John Deere is one machinery maker who has been building auto-steering technology into its tractors and combine harvesters since the 1990s.
The tractors use GPS to automatically steer through fields. Some planters have technology that automatically turns them off when they reach the edges.
Because the tractor steers itself, farmers can take their hands off the wheel in the field.
Machines like planters for seeds have gotten much bigger, making it harder for farmers to make sure they're not overlapping the same area.
Auto-steering technology makes the tractor much more accurate with staying in the rows than a farmer on his own.
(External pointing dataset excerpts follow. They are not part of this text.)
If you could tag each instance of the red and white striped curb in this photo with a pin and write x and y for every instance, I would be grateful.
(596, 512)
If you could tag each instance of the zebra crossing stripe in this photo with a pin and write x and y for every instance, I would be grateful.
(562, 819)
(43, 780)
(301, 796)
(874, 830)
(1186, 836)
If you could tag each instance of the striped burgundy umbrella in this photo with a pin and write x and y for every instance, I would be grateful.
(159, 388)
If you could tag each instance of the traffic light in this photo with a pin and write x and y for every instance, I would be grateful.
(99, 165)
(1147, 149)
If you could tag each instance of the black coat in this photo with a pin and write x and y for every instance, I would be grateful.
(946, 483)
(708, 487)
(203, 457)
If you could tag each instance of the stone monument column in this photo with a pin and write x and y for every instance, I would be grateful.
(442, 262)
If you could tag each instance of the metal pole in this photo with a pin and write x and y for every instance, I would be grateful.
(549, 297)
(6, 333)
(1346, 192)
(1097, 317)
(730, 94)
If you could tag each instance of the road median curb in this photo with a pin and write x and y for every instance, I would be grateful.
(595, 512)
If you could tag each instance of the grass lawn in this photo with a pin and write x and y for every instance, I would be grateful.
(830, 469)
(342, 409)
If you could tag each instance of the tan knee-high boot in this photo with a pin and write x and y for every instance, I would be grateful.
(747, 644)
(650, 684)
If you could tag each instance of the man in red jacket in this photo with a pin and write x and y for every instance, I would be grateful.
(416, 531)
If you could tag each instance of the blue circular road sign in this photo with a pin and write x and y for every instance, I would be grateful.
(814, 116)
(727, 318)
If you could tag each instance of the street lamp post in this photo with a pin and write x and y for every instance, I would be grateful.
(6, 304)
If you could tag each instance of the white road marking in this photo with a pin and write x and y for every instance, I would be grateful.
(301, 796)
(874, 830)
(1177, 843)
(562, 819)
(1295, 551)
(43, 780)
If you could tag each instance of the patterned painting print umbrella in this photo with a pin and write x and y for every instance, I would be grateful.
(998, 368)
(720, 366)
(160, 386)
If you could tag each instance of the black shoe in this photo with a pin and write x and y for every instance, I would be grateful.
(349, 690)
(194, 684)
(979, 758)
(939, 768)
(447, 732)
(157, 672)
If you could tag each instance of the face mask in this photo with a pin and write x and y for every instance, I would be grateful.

This sprayer has as width of 100 feet.
John Deere tractors have yellow globes, called StarFire receivers, that sit on the machine and work as their own GPS links, making mapping more accurate.
Tractors and combines come with monitors that can show the progress of planting or harvest in the field, or in this case, show that the autosteering technology is staying on track.
Farmers already get a lot of data from their tractors -- like yield, moisture levels and other factors. But many aren't really using the data to help them. Experts see data as the next big frontier to help agriculture.
Auto-steering technology and other features tend to come default in new tractors today.
Farms are getting bigger, but farmers don't always have more help to work the land. Technology like auto-steering makes them more efficient and lets them work longer hours.
John Deere runs a test farm in the suburbs of Iowa's capitol of Des Moines. It's here the company makes sure its apps and other technology work correctly in the machinery.